The one thing I really expected the film to be, a tense psychological game between the younger and older versions of the same man, is something it's definitely not. But to its credit, it manages to be a whole host of other things: chief among them, a crackerjack thriller that moves like a cheetah when it should, and slows down at just the right point for one of those quiet country idylls that used to be an important part of these chase-type movies, but haven't shown up so often. It has a few (blissfully few) big effects scenes, several well-done shoot-outs, and an attention to character that is inordinately gratifying in a contemporary sci-fi movie: Johnson and his actors take time to make certain that we actually care about the people in the movie, rather than simply observe them being driven like cogs.

On the level of sheer genre storytelling, Looper is, I find, extremely satisfying; that there is no such thing as a time travel movie that is universally satisfying, we will take as read.

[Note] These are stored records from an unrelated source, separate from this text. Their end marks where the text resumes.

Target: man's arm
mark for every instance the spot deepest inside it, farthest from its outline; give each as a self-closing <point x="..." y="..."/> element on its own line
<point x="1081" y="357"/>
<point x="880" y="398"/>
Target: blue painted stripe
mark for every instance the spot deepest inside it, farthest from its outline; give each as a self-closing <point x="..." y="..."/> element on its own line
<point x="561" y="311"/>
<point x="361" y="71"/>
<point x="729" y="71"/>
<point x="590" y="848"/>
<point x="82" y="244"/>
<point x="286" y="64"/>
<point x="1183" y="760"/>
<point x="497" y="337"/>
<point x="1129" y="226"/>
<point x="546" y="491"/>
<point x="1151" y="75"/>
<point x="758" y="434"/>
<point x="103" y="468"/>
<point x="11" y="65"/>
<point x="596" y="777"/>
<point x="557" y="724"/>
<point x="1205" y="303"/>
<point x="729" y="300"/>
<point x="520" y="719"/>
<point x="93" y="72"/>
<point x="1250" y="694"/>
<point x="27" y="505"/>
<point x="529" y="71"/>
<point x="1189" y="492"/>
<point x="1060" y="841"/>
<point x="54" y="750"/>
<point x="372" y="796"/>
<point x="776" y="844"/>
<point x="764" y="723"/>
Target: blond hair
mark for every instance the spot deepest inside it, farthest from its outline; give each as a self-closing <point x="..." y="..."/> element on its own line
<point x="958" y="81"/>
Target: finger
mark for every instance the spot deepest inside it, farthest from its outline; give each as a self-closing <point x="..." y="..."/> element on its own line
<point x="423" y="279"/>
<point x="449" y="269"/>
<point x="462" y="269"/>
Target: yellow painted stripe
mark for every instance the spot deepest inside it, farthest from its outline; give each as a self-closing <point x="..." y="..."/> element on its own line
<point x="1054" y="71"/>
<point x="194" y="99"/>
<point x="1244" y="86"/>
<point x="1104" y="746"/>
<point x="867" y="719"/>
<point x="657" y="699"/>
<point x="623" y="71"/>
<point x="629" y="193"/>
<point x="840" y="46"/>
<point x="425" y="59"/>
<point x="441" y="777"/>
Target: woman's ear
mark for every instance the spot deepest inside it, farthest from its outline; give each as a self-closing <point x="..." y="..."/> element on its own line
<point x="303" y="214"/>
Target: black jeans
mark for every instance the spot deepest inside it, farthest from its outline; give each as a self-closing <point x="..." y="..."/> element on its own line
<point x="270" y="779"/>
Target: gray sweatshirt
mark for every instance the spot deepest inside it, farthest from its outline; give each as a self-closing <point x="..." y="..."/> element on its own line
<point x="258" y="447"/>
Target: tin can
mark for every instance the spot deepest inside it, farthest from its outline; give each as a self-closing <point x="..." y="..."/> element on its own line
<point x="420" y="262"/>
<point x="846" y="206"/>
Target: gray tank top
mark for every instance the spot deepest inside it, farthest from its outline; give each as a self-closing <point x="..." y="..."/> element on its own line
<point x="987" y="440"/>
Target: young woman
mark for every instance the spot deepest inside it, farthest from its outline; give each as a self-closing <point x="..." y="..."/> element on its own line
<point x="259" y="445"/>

Anyway, Johnson doesn't get bogged down in twisty causality and predetermination games, as will happen (it is, for example, the primary motivation behind the gloriously low-tech Primer); his idea of time travel is significantly more plastic than in, say, 12 Monkeys, just to keep it in the Bruce Willis family. So, for example, we have the excitingly unique idea that Future Joe doesn't keep his memories intact, since by showing up in the past and altering things, he is causing his memories to flicker in and out of existence.

Is this, and other places where the film defiantly refuses to lay out an exhaustively intertwined series of causes and effects, just Johnson's way of saying, "go with it, have fun with the chase, and don't sweat the small stuff"? I think it is (particularly since a piece of narrative says much the same thing), and given that Looper has the goods as an action thriller, going with it is easy to do.

It's easy to complain about the roads not taken: the scenes between the two Joes (Gordon-Levitt wearing make-up that makes him look not especially like Willis, though not like himself, either, and at the very least, it doesn't look fake) are so good, well-acted with sharp dialogue and relatively hefty ideas, that it's a crying shame there aren't more of them; there seems like there could have been more time-jumping tricks like the way that messages are carved in hapless 2042 loopers to leave scar tissue messages to their future selves; and the whole Kid Blue plotline doesn't pay off nearly well enough to justify the time spent on it. It would have been easier for the film to be much, much smarter than it is, though at least it doesn't put on airs - it is designed to be difficult up to a specific point, and there it cuts off.

But for all that, the movie is the best kind of light entertainment that expects you to be just as intelligent as it is, and its sense of dry sarcasm (the whole of Gordon-Levitt's performance, most of the laugh lines, making 2042 Kansas look so much like Kansas at any point in the last 30 years) makes it fun to watch even when it's indulging in overblown violence (one slow-motion blood explosion is a strong contender for Most Poetic Messy Death of 2012). And that so much energy could be spent in creating a world of loopers and eyedrop drugs and alternate universe side-flashes to China and a weird collision of future tech with outmoded guns, and that this world is then used chiefly as an excuse for watching how some well-written, well-played characters interact with it: that is something I have to respect. Plenty of filmmakers pay lip service to human behavior while grinding through their hopped-up concepty scenarios; doing it the other way around is, at least, proof that Johnson continues to have his priorities firmly in the right place.